One of his gun crew jerked the lanyard, and the wooden deck trembled as the cannon thundered and recoiled, straining against the breeching tackle. The ball arched out of sight, and Tim imagined that he saw a fleck of white where it hit the water short of its mark.

Before the gunner could fire a second shot the packet had shown them her stern and was lost in the mist.

Red squinted into the distance. “She must have been a phantom surely. She could hardly expect to run into Charleston in the afternoon. It must be risky enough at night.”

“She was probably due to arrive last night. She must have been delayed somehow. She’s killing time until sundown.”

The gunner heard Tim and nodded his head. “And now we’ll be on the lookout for her.” He smiled. “But they’re slippery devils, sure enough.”

The South Carolina Coast from Hilton Head to Charleston, 1863

As the transport approached Folly Island, Captain Kautz spread a map on the deck. It showed the coast from Savannah to Charleston. Tim’s eyes traced their course from Hilton Head past St. Helena, Edisto and Kiawa to Folly Island, Lighthouse Inlet and Morris Island, which lay at the entrance to Charleston Harbor.

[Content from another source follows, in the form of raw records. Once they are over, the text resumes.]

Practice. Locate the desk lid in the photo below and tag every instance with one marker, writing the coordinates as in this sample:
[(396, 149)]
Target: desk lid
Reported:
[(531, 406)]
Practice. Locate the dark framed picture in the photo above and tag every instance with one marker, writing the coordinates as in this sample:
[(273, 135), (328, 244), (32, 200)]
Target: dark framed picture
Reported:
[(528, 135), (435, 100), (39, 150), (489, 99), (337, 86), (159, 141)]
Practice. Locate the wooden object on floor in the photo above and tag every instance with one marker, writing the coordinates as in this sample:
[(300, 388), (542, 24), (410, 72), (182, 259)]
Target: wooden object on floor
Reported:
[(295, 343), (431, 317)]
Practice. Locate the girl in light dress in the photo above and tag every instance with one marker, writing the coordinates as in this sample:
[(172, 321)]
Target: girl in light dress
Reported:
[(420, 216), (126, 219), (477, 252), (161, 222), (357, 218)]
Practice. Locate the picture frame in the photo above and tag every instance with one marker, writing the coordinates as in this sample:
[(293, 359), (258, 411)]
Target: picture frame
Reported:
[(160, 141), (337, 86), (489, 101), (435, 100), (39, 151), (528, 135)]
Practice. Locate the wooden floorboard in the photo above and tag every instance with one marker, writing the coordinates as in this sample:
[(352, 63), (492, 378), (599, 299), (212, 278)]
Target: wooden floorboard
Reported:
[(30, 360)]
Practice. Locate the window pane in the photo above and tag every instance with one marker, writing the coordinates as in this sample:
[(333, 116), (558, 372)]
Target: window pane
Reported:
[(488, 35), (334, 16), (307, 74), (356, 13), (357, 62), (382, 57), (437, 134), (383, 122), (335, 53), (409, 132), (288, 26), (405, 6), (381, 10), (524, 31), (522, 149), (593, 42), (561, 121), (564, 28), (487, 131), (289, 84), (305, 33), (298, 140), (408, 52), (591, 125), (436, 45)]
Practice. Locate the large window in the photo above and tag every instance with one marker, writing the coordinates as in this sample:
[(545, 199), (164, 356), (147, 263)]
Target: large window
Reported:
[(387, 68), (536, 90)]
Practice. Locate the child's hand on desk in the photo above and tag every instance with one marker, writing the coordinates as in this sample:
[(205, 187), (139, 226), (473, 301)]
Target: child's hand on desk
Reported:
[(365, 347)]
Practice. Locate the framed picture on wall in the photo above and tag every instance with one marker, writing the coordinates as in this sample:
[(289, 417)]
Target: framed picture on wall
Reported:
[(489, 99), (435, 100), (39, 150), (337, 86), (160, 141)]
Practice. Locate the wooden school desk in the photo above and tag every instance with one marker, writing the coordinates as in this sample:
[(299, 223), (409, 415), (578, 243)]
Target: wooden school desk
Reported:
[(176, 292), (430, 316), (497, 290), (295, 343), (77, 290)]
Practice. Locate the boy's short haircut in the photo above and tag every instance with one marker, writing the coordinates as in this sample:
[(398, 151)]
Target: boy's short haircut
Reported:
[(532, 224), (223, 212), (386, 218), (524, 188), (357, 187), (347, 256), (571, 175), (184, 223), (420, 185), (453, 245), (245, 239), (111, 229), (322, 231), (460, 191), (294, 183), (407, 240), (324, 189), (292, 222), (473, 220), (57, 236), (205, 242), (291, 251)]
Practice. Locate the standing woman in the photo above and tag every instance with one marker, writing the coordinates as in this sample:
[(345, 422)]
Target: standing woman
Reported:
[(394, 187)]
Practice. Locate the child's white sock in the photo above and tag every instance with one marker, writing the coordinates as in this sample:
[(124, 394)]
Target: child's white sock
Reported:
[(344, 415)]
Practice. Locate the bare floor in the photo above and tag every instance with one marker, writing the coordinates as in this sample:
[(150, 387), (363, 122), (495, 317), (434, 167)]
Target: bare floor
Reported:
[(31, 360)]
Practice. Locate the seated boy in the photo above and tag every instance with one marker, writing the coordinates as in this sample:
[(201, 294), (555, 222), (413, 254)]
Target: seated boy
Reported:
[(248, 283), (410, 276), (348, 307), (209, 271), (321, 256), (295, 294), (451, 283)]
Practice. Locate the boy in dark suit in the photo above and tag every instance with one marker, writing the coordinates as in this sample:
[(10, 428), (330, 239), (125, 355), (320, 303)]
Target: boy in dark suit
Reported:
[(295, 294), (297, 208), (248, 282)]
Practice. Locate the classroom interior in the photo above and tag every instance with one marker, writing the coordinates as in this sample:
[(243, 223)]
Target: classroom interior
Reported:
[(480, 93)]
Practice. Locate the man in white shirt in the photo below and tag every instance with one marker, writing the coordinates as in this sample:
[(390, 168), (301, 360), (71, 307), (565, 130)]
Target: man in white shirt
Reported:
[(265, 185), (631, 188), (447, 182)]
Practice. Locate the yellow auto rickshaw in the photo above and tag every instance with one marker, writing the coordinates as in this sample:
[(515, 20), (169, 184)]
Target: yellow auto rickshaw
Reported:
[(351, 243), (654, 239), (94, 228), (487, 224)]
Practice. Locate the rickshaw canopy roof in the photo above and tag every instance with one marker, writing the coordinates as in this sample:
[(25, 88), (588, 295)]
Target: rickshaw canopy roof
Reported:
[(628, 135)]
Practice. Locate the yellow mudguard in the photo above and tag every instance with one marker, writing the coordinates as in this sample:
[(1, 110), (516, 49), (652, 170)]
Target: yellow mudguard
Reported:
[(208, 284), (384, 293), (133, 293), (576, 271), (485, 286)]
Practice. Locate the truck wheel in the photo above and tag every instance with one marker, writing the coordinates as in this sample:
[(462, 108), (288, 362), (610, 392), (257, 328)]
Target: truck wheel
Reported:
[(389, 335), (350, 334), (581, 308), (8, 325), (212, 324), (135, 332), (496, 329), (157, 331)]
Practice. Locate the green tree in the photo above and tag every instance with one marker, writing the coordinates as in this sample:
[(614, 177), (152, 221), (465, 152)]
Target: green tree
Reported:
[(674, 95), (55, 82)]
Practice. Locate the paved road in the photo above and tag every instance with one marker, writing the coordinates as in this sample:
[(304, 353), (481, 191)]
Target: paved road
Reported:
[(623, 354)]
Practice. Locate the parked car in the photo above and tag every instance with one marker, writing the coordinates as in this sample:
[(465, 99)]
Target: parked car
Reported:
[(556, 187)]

“We bivouac at the southwest end of Folly tonight,” Kautz said, drawing a stubby finger across the map, “and tomorrow at dusk we march the length of the island to the shore of Lighthouse Inlet. We will launch our attack in small boats. Morris Island is a sparsely covered place.”

The captain had things figured one, two, three. He straightened up with his hands on his hips and looked toward Morris Island, as if he were going to take a bite out of it with his even white teeth. “It shouldn’t be more than one day’s work to clear the rifle pits and capture the batteries along the shore. By Saturday night we’ll be cleaning our rifles inside the fort.”